Não ver o próprio rosto, confirmado pelas amarras de metal que só deixavam os olhos aparecendo, ele conheceu as profundezas do desespero. Um poço profundo onde mergulhava dia após dia, minuto após minuto, até o ponto em que luz parecia uma lembrança muito distante. Talvez um sonho impossível.
Esteve livre algum dia? Aquela vida a bordo da nave Le Pharaon tinha sido real? Os anos cuidando do pai pobre e de saúde frágil, a noiva tão adorada, o dia em que caminhara ao lado dela pelo salão, pronto a oficializar aquela relação... Tudo uma ilusão?

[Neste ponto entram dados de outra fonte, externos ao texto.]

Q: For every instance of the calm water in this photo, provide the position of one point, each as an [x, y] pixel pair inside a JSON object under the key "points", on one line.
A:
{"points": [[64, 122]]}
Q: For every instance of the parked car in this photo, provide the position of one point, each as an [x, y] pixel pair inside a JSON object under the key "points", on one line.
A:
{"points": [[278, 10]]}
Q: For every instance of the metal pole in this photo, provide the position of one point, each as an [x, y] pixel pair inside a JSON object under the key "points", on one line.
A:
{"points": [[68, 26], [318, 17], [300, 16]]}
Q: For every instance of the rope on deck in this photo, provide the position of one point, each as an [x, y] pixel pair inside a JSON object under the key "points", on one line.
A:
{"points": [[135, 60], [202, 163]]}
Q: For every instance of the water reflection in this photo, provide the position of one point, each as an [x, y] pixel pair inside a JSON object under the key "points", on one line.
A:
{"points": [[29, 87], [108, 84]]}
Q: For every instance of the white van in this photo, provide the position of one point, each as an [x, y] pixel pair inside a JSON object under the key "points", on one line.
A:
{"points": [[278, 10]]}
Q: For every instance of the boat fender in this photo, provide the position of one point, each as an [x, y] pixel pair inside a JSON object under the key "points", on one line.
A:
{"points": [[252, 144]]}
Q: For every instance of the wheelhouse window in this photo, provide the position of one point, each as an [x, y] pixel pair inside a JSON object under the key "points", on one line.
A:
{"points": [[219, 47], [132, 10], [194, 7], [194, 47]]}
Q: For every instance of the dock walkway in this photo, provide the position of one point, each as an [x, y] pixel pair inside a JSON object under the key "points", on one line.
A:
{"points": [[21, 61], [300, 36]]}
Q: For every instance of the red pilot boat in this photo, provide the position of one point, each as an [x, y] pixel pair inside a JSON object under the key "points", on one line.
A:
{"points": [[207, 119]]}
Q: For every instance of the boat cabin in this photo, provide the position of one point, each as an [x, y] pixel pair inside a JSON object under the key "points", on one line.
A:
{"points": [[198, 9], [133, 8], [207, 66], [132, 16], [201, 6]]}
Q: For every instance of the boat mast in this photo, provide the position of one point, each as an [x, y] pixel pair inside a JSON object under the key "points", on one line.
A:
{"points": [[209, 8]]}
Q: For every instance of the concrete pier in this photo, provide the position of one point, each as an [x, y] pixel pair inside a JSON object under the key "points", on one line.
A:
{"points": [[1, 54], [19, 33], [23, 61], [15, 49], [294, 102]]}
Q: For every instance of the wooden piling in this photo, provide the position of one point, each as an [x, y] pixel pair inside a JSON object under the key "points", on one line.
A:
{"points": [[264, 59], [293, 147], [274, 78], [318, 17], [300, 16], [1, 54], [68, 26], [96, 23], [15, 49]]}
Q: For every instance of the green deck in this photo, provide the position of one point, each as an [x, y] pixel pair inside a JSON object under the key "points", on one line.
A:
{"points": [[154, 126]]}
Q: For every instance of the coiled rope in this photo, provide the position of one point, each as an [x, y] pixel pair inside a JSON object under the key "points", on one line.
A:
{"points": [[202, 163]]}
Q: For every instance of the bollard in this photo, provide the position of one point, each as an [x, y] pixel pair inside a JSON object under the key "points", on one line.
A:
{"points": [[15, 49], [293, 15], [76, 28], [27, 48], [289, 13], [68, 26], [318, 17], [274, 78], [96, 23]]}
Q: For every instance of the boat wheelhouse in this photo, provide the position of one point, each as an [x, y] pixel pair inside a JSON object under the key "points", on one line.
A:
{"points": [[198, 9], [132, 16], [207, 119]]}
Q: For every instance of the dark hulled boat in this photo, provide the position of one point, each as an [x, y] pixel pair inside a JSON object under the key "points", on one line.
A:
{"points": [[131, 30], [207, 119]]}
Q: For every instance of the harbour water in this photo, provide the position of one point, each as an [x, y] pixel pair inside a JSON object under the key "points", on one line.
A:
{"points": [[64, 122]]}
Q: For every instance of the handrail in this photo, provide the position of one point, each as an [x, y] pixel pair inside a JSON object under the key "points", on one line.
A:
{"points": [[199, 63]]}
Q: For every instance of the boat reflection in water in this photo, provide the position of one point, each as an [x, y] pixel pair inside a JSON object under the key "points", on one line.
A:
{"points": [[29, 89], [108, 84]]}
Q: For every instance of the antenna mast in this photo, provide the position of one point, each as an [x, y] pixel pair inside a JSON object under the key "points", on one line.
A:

Não. Era real. Aquelas memórias que se embaralhavam dentro dele cruelmente, fazendo-o derramar lágrimas incontáveis de saudade, de culpa pela própria ingenuidade, por motivos que ele mesmo não saberia descrever. A dor crescia, mas ele se esforçava a manter aquelas memórias de dias mais felizes, pois era tudo o que tinha. Se um dia saísse daquela prisão nos confins do espaço talvez ainda existisse uma chance de felicidade lá fora...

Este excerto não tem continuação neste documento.